Secondly, the prior art:
in the process of extracting fluorescent grade europium oxide from samarium-europium-gadolinium enriched material, the key procedure is to prepare a europium-rich solution. At present, reduction-extraction methods, reduction-alkalinity methods and electrolytic reduction methods are mainly available, and the reduction-extraction method is the most widely used method. The original working procedure is that samarium europium gadolinium feed liquid, magnesium sulfate and zinc powder are mixed according to a certain proportion and are respectively added into reduction reaction tanks which independently run, and through single-stage reaction, the zinc powder reduces trivalent europium ions into divalent europium ions, and the reaction equation of the zinc powder reducing the trivalent europium ions into the divalent europium ions is carried out according to the formula (1):
the reaction of divalent europium ion with sulfate radical to produce stable europium sulfate, the reaction of divalent europium ion with sulfate radical proceeds according to the following equation (2):
after precipitation, the precipitate in each reduction reaction tank is added into a vacuum filter and filtered, and filter cakes are europium sulfate and excessive zinc powder, and the europium oxide content (Eu) in the filter cakes2O3/Σ REO) is more than or equal to 93%; the filtrate is a low europium samarium europium gadolinium solution with europium oxide content (Eu)2O3The/sigma REO) is less than or equal to 0.2 percent. In the reaction process, the ratio of the actual addition amount of zinc powder to the content of europium oxide in the rich samarium europium gadolinium is 1: 1(W/W), in order to ensure that trivalent europium ions have higher reduction rate, the addition amount of zinc powder is 2-4 times of the theoretical amount, excessive zinc powder which is not fully utilized by reaction enters a filter cake after being filtered along with the precipitation of europium sulfate, enters a dissolution reaction tank together, and also participates in the reaction in the dissolution process of hydrochloric acid and hydrogen peroxide to form ZnCI2Into a europium-rich solution.

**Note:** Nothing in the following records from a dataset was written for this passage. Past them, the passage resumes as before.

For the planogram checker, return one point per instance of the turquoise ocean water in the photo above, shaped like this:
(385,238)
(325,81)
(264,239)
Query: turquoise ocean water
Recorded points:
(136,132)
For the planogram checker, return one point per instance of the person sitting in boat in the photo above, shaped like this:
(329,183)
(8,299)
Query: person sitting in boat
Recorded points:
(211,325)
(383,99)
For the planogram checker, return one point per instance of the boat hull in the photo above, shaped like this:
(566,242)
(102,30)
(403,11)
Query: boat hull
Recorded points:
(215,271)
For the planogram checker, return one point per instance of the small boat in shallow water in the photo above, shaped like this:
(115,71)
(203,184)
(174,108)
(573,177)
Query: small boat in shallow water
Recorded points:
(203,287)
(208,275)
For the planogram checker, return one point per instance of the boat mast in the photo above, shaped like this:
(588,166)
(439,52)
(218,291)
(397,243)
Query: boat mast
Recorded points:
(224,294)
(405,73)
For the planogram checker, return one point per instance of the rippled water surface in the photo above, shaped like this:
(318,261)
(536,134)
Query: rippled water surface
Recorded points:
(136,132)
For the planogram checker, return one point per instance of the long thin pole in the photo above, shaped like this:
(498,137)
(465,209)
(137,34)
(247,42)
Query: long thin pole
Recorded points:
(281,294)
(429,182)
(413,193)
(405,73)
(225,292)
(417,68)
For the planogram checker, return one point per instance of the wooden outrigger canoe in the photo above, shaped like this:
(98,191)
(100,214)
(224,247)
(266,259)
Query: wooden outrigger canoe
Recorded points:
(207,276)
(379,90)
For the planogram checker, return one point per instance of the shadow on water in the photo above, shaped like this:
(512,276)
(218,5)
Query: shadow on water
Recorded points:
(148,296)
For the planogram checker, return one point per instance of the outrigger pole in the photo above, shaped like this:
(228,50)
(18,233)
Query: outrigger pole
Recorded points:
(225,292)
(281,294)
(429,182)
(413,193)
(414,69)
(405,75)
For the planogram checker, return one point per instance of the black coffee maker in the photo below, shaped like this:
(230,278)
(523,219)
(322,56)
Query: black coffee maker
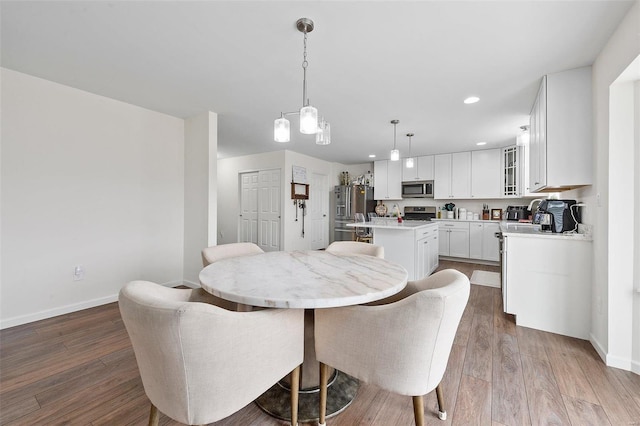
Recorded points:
(557,215)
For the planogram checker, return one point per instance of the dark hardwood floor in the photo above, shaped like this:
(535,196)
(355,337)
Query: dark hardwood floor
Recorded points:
(79,369)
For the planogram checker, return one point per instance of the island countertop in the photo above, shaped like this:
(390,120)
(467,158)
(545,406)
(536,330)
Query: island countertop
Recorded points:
(393,224)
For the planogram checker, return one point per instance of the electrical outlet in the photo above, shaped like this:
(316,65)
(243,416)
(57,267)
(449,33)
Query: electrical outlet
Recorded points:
(78,273)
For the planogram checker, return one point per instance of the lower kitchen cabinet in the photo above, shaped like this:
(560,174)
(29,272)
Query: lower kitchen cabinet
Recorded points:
(413,247)
(426,251)
(546,284)
(453,238)
(469,239)
(483,243)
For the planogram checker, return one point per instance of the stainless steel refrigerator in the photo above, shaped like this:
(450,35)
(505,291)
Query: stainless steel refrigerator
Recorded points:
(347,201)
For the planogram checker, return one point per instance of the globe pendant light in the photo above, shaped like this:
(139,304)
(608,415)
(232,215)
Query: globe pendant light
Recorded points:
(395,154)
(309,124)
(408,163)
(281,132)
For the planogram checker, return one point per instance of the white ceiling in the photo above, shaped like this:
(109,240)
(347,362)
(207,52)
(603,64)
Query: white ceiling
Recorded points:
(369,62)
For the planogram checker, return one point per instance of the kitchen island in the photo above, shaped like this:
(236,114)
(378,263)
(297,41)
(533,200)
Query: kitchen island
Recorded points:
(546,279)
(412,244)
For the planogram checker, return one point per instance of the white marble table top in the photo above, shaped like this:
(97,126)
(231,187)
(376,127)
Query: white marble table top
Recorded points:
(303,279)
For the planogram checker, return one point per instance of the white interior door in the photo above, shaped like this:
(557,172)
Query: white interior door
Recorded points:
(318,206)
(248,220)
(269,210)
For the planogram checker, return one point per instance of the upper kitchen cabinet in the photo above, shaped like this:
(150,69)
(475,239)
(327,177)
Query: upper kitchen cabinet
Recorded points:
(560,132)
(387,180)
(422,169)
(452,175)
(485,173)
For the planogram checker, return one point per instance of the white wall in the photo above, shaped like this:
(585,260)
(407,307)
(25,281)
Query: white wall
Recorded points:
(229,192)
(200,195)
(620,51)
(635,357)
(293,239)
(86,180)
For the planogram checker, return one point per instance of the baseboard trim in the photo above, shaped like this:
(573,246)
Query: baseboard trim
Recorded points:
(598,347)
(74,307)
(50,313)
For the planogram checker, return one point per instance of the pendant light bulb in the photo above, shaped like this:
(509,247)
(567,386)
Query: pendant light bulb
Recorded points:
(323,137)
(308,120)
(409,161)
(395,154)
(281,130)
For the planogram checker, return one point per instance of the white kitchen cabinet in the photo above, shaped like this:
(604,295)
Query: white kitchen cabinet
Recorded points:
(485,173)
(560,132)
(422,169)
(452,175)
(511,165)
(475,240)
(426,251)
(387,180)
(453,238)
(483,244)
(551,291)
(490,243)
(413,247)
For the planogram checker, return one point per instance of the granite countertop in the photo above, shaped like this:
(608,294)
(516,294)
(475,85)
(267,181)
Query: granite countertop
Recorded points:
(528,230)
(465,220)
(392,223)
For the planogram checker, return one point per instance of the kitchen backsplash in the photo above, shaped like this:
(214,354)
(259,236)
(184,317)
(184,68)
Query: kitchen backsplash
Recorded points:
(471,205)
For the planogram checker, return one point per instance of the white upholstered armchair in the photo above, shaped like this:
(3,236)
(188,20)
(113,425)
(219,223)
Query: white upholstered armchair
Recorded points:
(200,363)
(401,344)
(356,247)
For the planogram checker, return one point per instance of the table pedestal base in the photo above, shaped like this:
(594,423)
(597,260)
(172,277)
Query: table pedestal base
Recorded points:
(341,391)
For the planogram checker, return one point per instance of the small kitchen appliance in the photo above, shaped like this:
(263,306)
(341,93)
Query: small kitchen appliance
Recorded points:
(557,215)
(417,189)
(517,213)
(419,213)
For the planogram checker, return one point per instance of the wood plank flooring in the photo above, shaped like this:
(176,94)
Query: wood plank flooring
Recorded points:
(79,369)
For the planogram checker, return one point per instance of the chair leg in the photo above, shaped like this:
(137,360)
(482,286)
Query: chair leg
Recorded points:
(295,387)
(418,410)
(154,416)
(324,373)
(442,413)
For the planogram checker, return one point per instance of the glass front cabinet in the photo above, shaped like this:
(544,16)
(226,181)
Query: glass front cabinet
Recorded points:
(510,166)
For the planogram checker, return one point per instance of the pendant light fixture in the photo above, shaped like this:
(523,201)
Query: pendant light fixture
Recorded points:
(408,163)
(309,123)
(395,154)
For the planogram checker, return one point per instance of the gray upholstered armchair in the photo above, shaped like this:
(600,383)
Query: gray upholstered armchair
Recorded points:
(356,247)
(401,344)
(200,363)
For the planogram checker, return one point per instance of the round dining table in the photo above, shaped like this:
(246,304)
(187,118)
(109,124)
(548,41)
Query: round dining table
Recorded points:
(309,280)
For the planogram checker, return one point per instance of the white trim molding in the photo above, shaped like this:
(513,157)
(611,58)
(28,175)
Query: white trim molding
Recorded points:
(50,313)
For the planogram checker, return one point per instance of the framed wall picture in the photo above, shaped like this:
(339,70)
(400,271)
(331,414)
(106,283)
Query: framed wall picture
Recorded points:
(299,191)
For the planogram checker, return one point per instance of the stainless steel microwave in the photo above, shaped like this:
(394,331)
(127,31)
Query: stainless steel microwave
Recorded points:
(418,189)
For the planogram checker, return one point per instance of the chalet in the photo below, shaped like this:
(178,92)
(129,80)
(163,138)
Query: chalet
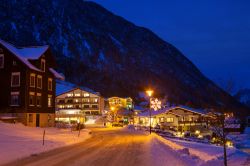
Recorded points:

Dissolving europium sulfate precipitate by hydrochloric acid and hydrogen peroxide according to the following reaction equation (3):
the zinc powder participates in hydrochloric acid and hydrogen peroxide to dissolve europium sulfate precipitate, and the reaction is carried out according to the following reaction equation (4):
the excessive zinc powder wastes the zinc powder, increases the consumption of hydrochloric acid and hydrogen peroxide, and increases the content of zinc ions in the europium-rich solution, thereby increasing the difficulty of the reprocessing process of the europium-rich solution and the production cost.
The flow diagram of the crude zinc powder reduction process is shown in figure 1.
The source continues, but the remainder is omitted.